L’État face aux ombres
La République démocratique du Congo maintient son deuxième Recensement général de la population et de l’habitat malgré l’insécurité persistante dans les provinces du Nord-Kivu et du Sud-Kivu. Réuni jeudi dernier à Kinshasa autour du ministre d’État au Plan, Guylain Nyembo, et du représentant de l’UNFPA, le gouvernement a confirmé son intention de couvrir l’ensemble du territoire, y compris les zones sous contrôle de l’AFC-M23, grâce à des méthodes hybrides validées par les Nations unies.
Le recensement RDC est entré dans une phase décisive. Alors que plusieurs territoires de l’Est échappent encore au contrôle de Kinshasa, le gouvernement refuse de suspendre une opération considérée comme stratégique pour l’avenir du pays.
Selon les informations consultées sur la page officielle de la Présidence congolaise, le projet mobilise un financement global de 192 millions de dollars sur trois ans et bénéficie déjà d’importants engagements de partenaires internationaux.
Quand compter devient gouverner
Depuis l’indépendance, la RDC n’a jamais disposé de données démographiques actualisées à l’échelle nationale. Ce déficit statistique a longtemps constitué l’une des faiblesses majeures de la planification publique.
Le gouvernement estime qu’il devient désormais impossible de poursuivre des politiques de développement sans connaître précisément le nombre d’habitants, leur répartition territoriale, leurs conditions de vie ou encore les dynamiques migratoires provoquées par les conflits.
« Ce qui ne se compte pas ne compte pas », rappelle un adage souvent repris dans les politiques de développement.
Le recensement apparaît ainsi comme un préalable à la répartition des ressources, aux investissements publics et à la définition des politiques sociales.

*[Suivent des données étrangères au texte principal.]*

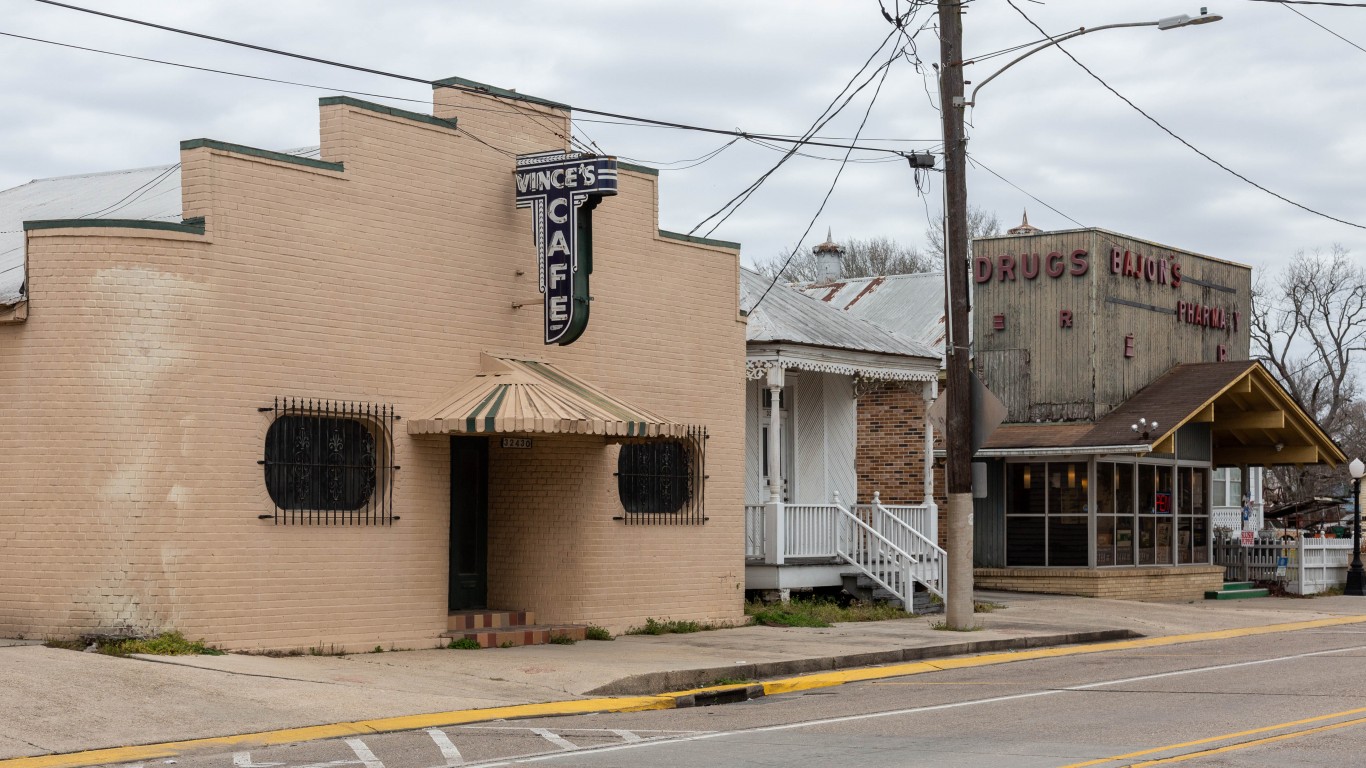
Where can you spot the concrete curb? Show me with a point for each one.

L’imagerie satellitaire comme plan B
Jeudi dernier à Kinshasa, lors d’une séance académique conjointe, les experts de l’Institut national de la statistique (INS) ont annoncé le recours éventuel à un recensement hybride.
Cette méthode combine les enquêtes classiques de terrain avec l’imagerie satellitaire et d’autres outils statistiques.
« Ces techniques ont été testées dans plusieurs pays en guerre, notamment en Afghanistan et en Irak », ont expliqué les responsables de l’INS.
L’objectif reste toutefois de réaliser un dénombrement classique, ménage par ménage, partout où les conditions sécuritaires le permettront.
Une bataille silencieuse pour la souveraineté
Au-delà des chiffres, l’enjeu est profondément politique.
En affirmant sa volonté de recenser les populations vivant dans les zones occupées, Kinshasa rappelle que ces territoires demeurent juridiquement congolais.
Le recensement devient alors un instrument de souveraineté autant qu’un outil statistique.
L’État cherche ainsi à éviter qu’une partie de sa population ne bascule dans une forme d’invisibilité administrative.
Comme l’écrivait le sociologue Pierre Bourdieu, « l’État est le détenteur du monopole de la violence symbolique légitime ». Produire des statistiques relève aussi de cette capacité à connaître et administrer la nation.
Le pari des chiffres face à la guerre
Le président Félix Tshisekedi avait annoncé en mars dernier que 30 millions de dollars étaient déjà disponibles dans le panier commun géré par l’UNFPA. La Banque mondiale a promis 100 millions de dollars, tandis que la Banque africaine de développement s’est engagée à hauteur de 50 millions.
L’UNICEF et l’UNFPA contribueront également au financement du projet.
Au-delà de l’exercice technique, le recensement constitue une tentative de réappropriation de l’espace national par l’administration.
Car compter les habitants revient aussi à réaffirmer l’existence de l’État.
« Gouverner, c’est prévoir », écrivait Auguste Comte. Pour la RDC, prévoir commence désormais par une ambition simple en apparence, mais immense dans ses implications : connaître enfin le visage réel de sa population.
Dans un pays traversé par les fractures sécuritaires, le recensement devient ainsi plus qu’une opération statistique. Il apparaît comme une cartographie de la souveraineté elle-même, une manière de rappeler que même dans les territoires où grondent encore les armes, la République continue de compter ses enfants.